How is the graph of x + |x| = y + |y| drawn?

[ialink]

x + |x| = y + |y| ??

Homework Statement

Draw the graph of x + |x| = y + |y|

The Attempt at a Solution

x + |x| = y + |y|
2x = y + |y| for x \geq 0
0 = y + |y| for x < 0

2x = y + |y|
2x = 2y which is x = y for y \geq 0
2x = 0 for y < 0

0 = y + |y|
0 = 2y for y \geq 0
0 = 0 for y < 0

The answer is the graph y = x for x > 0 which i can find in my work but it is also the entire quadrant formed by x < 0 and y < 0. That quadrant i can't find in my work. Who knows how this quadrant is found?

greetz
Ivar

 

[Quinzio]

Basically , \forall(x,y): x&lt;0, y&lt;0 satisfy the equation giving 0=0

 

[ArcanaNoir]

You addressed:
x>0 and y>0
x>0 and y<0

You did not specifically address the two separate cases when x<0.
if x<0 and y>0? I know, I'm just saying make sure you've thought about it...
and x<0 and y<0?
And then of course, what about y is 0 or x is 0?

 

[ialink]

You did not specifically address the two separate cases when x<0.
if x<0 and y>0? I know, I'm just saying make sure you've thought about it...
and x<0 and y<0?
And then of course, what about y is 0 or x is 0?

I have added the missing cases that indeed were missing. Thank you.

Basically , ∀(x,y):x<0,y<0 satisfy the equation giving 0=0

In reply quinzo's comment I indeed understand that for each negative value for x and y results in 0 = 0 so the entire quadrant is a valid combination of x and y.
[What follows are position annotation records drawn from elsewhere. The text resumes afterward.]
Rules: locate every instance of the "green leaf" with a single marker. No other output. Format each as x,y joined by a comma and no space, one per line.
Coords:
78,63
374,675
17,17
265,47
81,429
Still I'm unsure having proved that the entire quadrant is consists of possible solutions. Though I'm Not questioning they are. Have i Proved it with the added cases?

 

[ialink]

Okay thanks guys i figured it out. The values for x < 0 and y < 0 are only valid if the combination meets the requirement 0 = 0 which offcourse is for all values in this domain.

Thank you!